HappyHappy

HappyHappy (2018)

PunkBanker74

It is rare for me to describe an album as perfect; rare for me to call anything perfect. The connotation means that nothing can be better than it. Though I'm not calling this album perfect, I am giving it a perfect score. For me, it is among the greatest albums I've ever heard.

Lyrics, for me, can make or break a song/album/artist. They are what I long for when finding a new artist. Near anyone can play a guitar/bass/drums to a level that is worthy listening to, but only a few special people can take those sounds and integrate them with the written word in a way that provokes more synapses firing than the visual arts. The saying "A picture is worth a thousand words" does not apply when the wordsmith makes each of his words worth a thousand pictures.

HappyHappy starts the album with the line “Do you remember being choked in front of 10 to 20 people/Everyone said it looked so good” with his first track “27 Wagons”. The song goes deep into a personal conversation with the artist and what one can only assume is a past love. He takes responsibility for his part in the actions, while seemingly building up the past love, which as the listener, one temporarily becomes. The final verse leaves the listener a little more clear on what might have happened as he asks where he would be if things were different, and finishes with his thoughts on why things went the wrong way. “Oh the violence/and the substance abuse/and the silence/that I'm getting from you/is leaving my ears ringing/and I don't think that they'll ever be normal “ While the song started off with a memory, of likely a less than positive time of the lover being choked, it ends with the artist admitting that all of the wrong he did have left him changed, and likely never normal again.

Immediately following this dark, yet beautiful track comes a goofy take on a childhood drawing made by one of the artists friends, where he had “Laser eyes and Gatlin Guns for arms”. “I was a teenage cyborg” plays out the fantasy that all of us had when we were younger, what would happen if we had super powers? In the artists case, it is a symphony of destruction of all of the people in his town that had wronged him, or merely stood by.

The album continues light-hearted sarcasm to dark tones that one can only hope are also sarcasm. My favorite track “You really want those Ice Cubes,don’t you?” is likely the most clever use of metaphors I’ve ever witnessed, The verses tell stories about another lost love, possibly the same as before, but it's the chorus that takes this one to the top for me. The artist paints a metaphor of what the “bad times” in his brain remind him of, which is a perfect way to describe the mind of anyone suffering from depression/anxiety. He paints them as tenants in a rent controlled apartment, partying constantly, and refusing to leave. “They trash the place at least once a week/the security deposit won’t cover these thing/but I think they stopped caring a long long time ago” wraps the metaphor up so perfectly, and reminds me of the same demons so many of my friends fought against in their youth.

Flowing perfectly from song to song, similar to a concept album, the artist continues to paint pictures of his inner demons, failed relationships, wrong turns, and a little youthful stupidity.
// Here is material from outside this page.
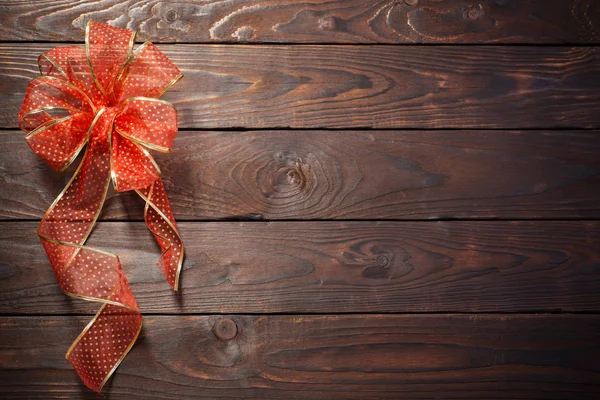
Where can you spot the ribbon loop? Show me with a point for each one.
(149, 122)
(77, 101)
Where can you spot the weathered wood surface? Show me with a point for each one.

Towards the end of the album we get one of the most sincere looks, leaving a bit of the sarcasm to the side, as he creates his own mantra “Once a Loser, Always a Loser.” He starts by telling the listener that he always thought this was a phase, and that goofy high school kids always went so far in life, they just needed to grow into it, but very quickly changes his tone, admitting defeat. “Always the reject, never the first choice” leads the third verse, where he predicts his death at 29. Its clear, throughout the album, but especially in this song, that the artist, or the character the artist writes his first person point of view lyrics in, has a vicious fight with substance abuse, but this song pulls it to the front. He opens up, honestly and accepting, even labeling his cure “poison”, and then goes on to tell someone he loves, please don’t look up to me. Based on lyrics from another song, I feel he’s talking to his little sister, but I can’t be sure. The song ends with the chant “Once a loser, Always a Loser” and even my 8 year old son could not help but sing along as this anthem came to a close.

I could write about every song on the album with as much love and vigor that these few I’ve spotlighted, as the album, if not perfect, is near enough for me to suggest that anyone and everyone gives it a listen. It’s a toned down, honest look through the eyes of a man coming to face with himself. I can’t imagine how cathartic it was to write, because I felt relieved after my first listen, as if I too had just told the world all of my dark secrets, and freed myself from the bonds of my bad choices.

A new album is right around the corner and I can’t wait to hear it.